Os primeiros trabalhos meus de escrita que levei a público, na verdade, foram de dramaturgia. Tinha um grupo de teatro que encenava as peças que eu escrevia. Íamos para festivais estudantis. Mas isso eu já estava com 30 anos. A poesia eu continuava escrevendo. Era coisa muito minha. Em 2010, quis investir nela, investigá-la e, por isso, comecei uma oficina literária com o escritor gaúcho Paulo Bentancur.
Lá fiz essa investigação, com a ajuda dele, e comecei a ver onde ela cantava, onde afinava, onde desafinava. A poesia foi um processo de autoconhecimento; a oficina foi um processo de investigação sobre a própria poesia. E aí resolvi organizar os livros, mostrar os poemas, enviar para editoras a fim de publicar os livros. E Líria Porto me trouxe para o Facebook.
Sim, os poemas, meus peixes.

3) Quem foram os "mestres" nessa caminhada?
Os mestres foram minha mãe, a própria vida com tudo que a vida traz de dor e alegria, os livros todos que li, os amigos com quem me encontrei, as pessoas que foram o modelo daquilo que não quero ser/estar.

4) O que é arte? O que é poesia?
Bom, vou responder o que é para mim, pois não sou uma intelectual, sou uma poeta. Arte é uma transcendência criativa de transformação da realidade, a realidade sentida como tal, uma reinvenção para dar novo sentido e, nesse sentido, uma rebeldia, uma não aceitação da realidade vivida. 
Poesia é o poder de traduzir em palavras um olhar transcendente e iluminador sobre a vida, utilizando para isso recursos próprios dessa linguagem, que são aqueles que vão diferenciá-la dos outros gêneros da literatura.
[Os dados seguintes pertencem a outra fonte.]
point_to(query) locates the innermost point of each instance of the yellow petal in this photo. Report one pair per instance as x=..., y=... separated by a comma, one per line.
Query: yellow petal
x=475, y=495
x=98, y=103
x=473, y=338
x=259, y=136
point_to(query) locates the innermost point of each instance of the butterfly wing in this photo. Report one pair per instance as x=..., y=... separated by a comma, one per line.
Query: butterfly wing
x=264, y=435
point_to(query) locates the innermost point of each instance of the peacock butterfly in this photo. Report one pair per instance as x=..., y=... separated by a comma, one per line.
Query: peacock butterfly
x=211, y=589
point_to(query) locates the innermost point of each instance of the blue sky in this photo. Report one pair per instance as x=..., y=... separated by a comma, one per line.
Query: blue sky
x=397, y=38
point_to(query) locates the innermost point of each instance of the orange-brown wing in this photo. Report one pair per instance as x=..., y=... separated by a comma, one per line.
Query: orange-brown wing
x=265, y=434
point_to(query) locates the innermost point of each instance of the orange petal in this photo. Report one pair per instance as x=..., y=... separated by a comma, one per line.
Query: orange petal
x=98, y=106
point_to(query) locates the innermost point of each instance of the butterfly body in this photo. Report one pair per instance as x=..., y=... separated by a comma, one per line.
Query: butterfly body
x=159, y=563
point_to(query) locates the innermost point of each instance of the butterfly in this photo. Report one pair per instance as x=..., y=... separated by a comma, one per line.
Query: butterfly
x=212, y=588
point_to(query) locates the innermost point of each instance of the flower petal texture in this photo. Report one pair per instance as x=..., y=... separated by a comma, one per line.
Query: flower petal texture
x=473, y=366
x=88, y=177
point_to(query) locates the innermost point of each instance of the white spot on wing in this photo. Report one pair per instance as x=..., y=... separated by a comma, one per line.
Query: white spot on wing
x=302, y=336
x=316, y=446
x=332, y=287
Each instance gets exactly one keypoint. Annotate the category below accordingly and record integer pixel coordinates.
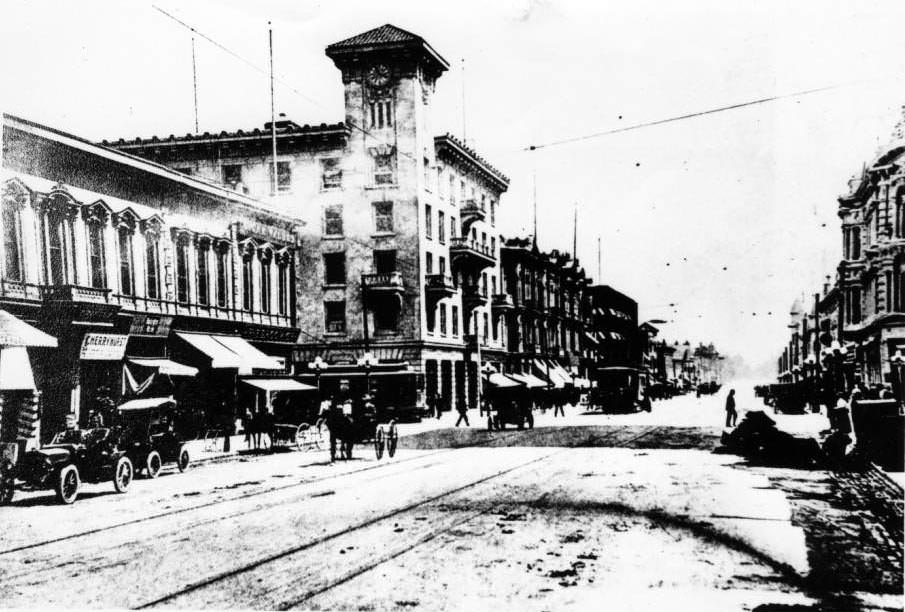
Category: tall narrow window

Mas se ela não tiver nada de transcendente, nem de iluminador, então não adianta utilizar a técnica. Para mim ela é uma poesia morta, abortada, não chegou a ser.

5) Quem você mais gosta de ler, assistir, ouvir, apreciar?
O que eu mais gosto de ler é filosofia: Bertrand Russell, Spinoza, Nitzsche, Hannah Arendt. De ficção, Katherine Mansfield (Contos) é o livro que mais releio, atualmente. Gostaria de alcançar nos contos uma voz que nunca grita, mas que sempre é expressiva. Acho lindo isso em Katherine. Poesia, ando relendo o Drummond todo e procurando ler os contemporâneos meus, mas é pouco tempo. Leio os poetas que publicam no Facebook e em blogs. Tem muito poeta espetacular na rede. De ouvir, continuo fã de MPB, jazz, blues, tenho ouvido bons rappers brasileiros, uma experiência nova pra mim, uma meninada poeta. Na verdade, sou muito eclética. Assistir tenho assistido pouco. Já fui mais cinéfila do que agora. Quando fico em frente ao vídeo é para ver palestras do filósofo Clóvis de Barros. Aprecio teatro e dança, muito. Sempre que posso vejo algo muito bom.

6) Do que você tem visto em blogues, redes sociais e outros sítios virtuais,  tem alguém que você considera relevante citar, ajudar a proclamar?
É sempre complicado fazer isso, não é? Tem gente talentosa que a gente acaba esquecendo de citar. Outro dia dei uma entrevista para o Cândido e citei uns ótimos poetas que publicam na web. Passado um dia me lembrei de outros e de minha omissão. E mais, passados alguns dias você descobre outros que não poderia ter citado por desconhecimento.
Então não vou falar os muito bons porque são muitos, vou falar os que me impressionam: Líria Porto (pela versatilidade com os temas, grande produção de qualidade e irreverência); Alberto Lins Caldas (pelo vigor, pela forma, pela originalidade); Alberto Bresciani (pela sofisticação de sua póetica, a maneira como lida com as sombras); Wander Porto (originalidade de forma, musicalidade); Nanda Prietto (força e temática original); Pat Lau (há um silêncio na poesia dela, nada de desperdício, impressiona); Concha Rousia (estou conhecendo agora e já encantada); Akira Yamasaki (Tem poemas humaníssimos); Seh M Pereira (inova na forma, tem conteúdo)... Ah, é terrível citar assim, são muitos, já me lembrei que poderia citar muitos mais,o Seh M. Pereira e o Domingos Barroso, por exemplo.
Vocês entrevistadores não deveriam fazer essa pergunta.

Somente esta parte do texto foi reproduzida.